Nawab of Sachin
- Reign: 19 November 1930 – 13 May 1970
- Predecessor: Ibrahim Muhammad Yakut Khan III
- Successor: Muhammad Suroor Yakut Khan
- Born: 11 September 1909
- Died: 31 May 1970 (aged 60)
- Wives: Nusrat Zamani Begum ​(m. 1930)​; Yakut Zamani Begum ​(m. 1937)​; Massarat Zamani Begum ​ ​(m. 1938)​;

Names
- Sidi Muhammad Haider Khan
- House: Sachin
- Dynasty: Siddi
- Father: Ibrahim Muhammad Yakut Khan III
- Mother: Fatima Sultan Jahan

= Sidi Muhammad Haider Khan =

Nawab of Sachin (1930 - 1970)

Sidi Muhammad Haider Khan also known as was the Nawab of Sachin from 1930 until his death in 1970. He belonged the lineal descendants of the Sidi Habshi or Abbyssinian rulers of Janjira descended from Nawab Bahadur Sidi Abdul Karim Muhammad Yakut Khan I

== Biography ==
He was born on 11 September 1909 as the eldest son of Ibrahim Muhammad Yakut Khan III and his wife Fatima Sultan Jahan. He was initially homeschooled and later completed his formal education at the Rajkumar College, Rajkot.

Upon the death of his father on 19 November 1930, he succeeded him as the Nawab of Sachin. He was invested with ruling powers on 5 February 1931 by the Political Agent on two conditions: firstly, that for a period of two years, his Diwan would be appointed with the approval of the Government; and secondly, that in all important matters of State policy, he would abide by the advice of the Political Agent. He acceded Sachin to the Dominion of India in August 1947.

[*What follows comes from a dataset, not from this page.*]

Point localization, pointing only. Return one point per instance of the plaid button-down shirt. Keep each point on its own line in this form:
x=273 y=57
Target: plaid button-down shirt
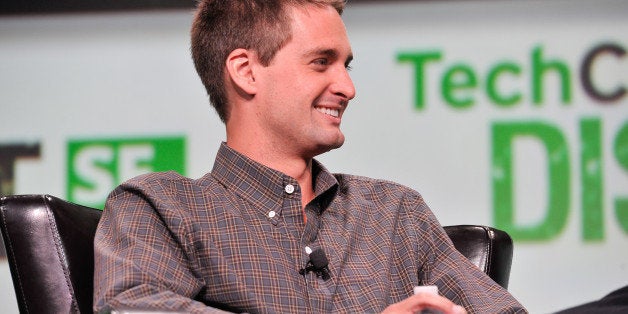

His summer capital was located in the seaside town of Dumas, on the Western Coast of Gujarat just 10 miles from Surat. It was the only such town on the Western Coast reportedly having well road connectivity with the Grand Trunk Road and also equipped with telephone lines and other communications.

He married three times. His first marriage was to Arjumand Bano Sarkar-i-Aliya Nawab Nusrat Zamani Begum, the eldest sister of the Nawab of Loharu, on 7 July 1930. His second marriage took place on 23 July 1937 to Alimamma Sultan Nur Mahal Nawab Yakut Zamani Begum. His third marriage was on 10 May 1938 to Manzar Sultan Mumtaz Mahal Nawab Massarat Zamani Begum.

He died on 31 May 1970.

== Titles and styles ==
His titles were:

- 11 September 1909 – 19 November 1930: Nawabzada Sidi Muhammad Haider Khan Bahadur, Wali Ahad Sahib of Sachin.
- 19 November 1930 – 31 May 1970: His Highness Mubariz-ud-Daula Muzaffar-ul-Mulk Nawab Sidi Muhammad Haider Khan Bahadur, Nusrat Jang, Nawab Sahib of Sachin.